Dining here is almost a prerequisite for visiting Bruges, and while it's well known to tourists, don't let that put you off. A menu of solid Belgian favorites (with a particularly good seafood selection) is served at this third-generation family-run restaurant, and each dish is prepared with consummate skill. This is among the city's oldest restaurants, having occupied the same spot since 1751. The old wood-beamed ceiling is the only indication of its past, as attempts have been made to add a whisper of modernity to its setting. Luckily, it still retains its formal dining area and a strong dose of old-world charm.
This stylish, redbrick bar and restaurant lies above the old Cinema Liberty in a Gothic-style building that dates from 1482—all wooden beams, iron latticework, and stained glass. The fare is bistro-style comfort food at its largest: huge servings of Flemish stews, bloody steaks, and the odd exotic meat (ostrich, kangaroo). Good food, a great choice of beers, and live jazz and blues combine to make this one of the better nights out in the city.
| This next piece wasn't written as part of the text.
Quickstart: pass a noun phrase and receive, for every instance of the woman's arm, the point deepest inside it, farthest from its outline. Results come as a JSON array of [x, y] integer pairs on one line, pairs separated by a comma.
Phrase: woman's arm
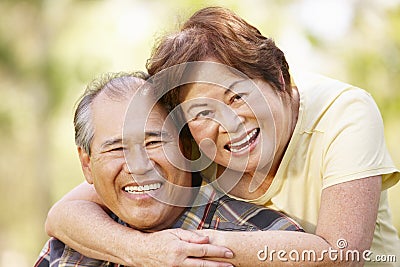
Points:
[[348, 212], [87, 228]]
Although the menu at this simple but cozy family-run place splits itself evenly between seafood and meat-based dishes, its location---directly across from the harbor where the fishing boats land their harvest---means you will seldom go wrong if you opt for the catch of the day. Scallop starters and lobster mains add extra sparkle for those in need of a little indulgence.
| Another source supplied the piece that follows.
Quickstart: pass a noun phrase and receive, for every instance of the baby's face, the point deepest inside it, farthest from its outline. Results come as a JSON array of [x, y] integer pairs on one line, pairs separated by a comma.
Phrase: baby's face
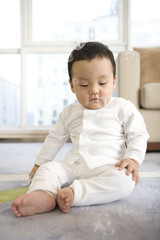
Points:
[[93, 82]]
A Bruges institution for more than three decades, this cross-vaulted, medieval crypt has evolved over the years from a lively tavern with loud music at night, into a more genteel restaurant that provides a quiet spot for conversation over a meal and a glass of wine. The menu covers steaks, and Belgian classics such as vispannetje (fish stew), mussels, or rabbit, all at very reasonable prices.
Lace curtains in the front windows---and an interior that looks unchanged in a century, but which was probably carefully crafted to look that way---set the tone in this traditional restaurant serving hearty portions of no-frills Belgian classics, prepared in a style of which Grandma would have approved. Even French fries and side salads have no place here: all mains are served with cooked vegetables and creamy mashed potato---if you're looking for cutting-edge nouvelle cuisine you may be disappointed, but if you want a homey feast you won't go hungry.
A 15-minute walk from the Markt, this informal Belgian café-restaurant attracts a roaring crowd—a legacy of being just a few doors up from one of the city's busier hostels. The menu changes regularly, although the food inevitably veers toward the comfort variety, with some excellent stews (like its simple but winning pot-au-feu) regularly cropping up. In a city where restaurants don't need to try that hard to find business and aren't afraid to charge for the privilege, Lion Belge is inexpensive, consistent, and friendly.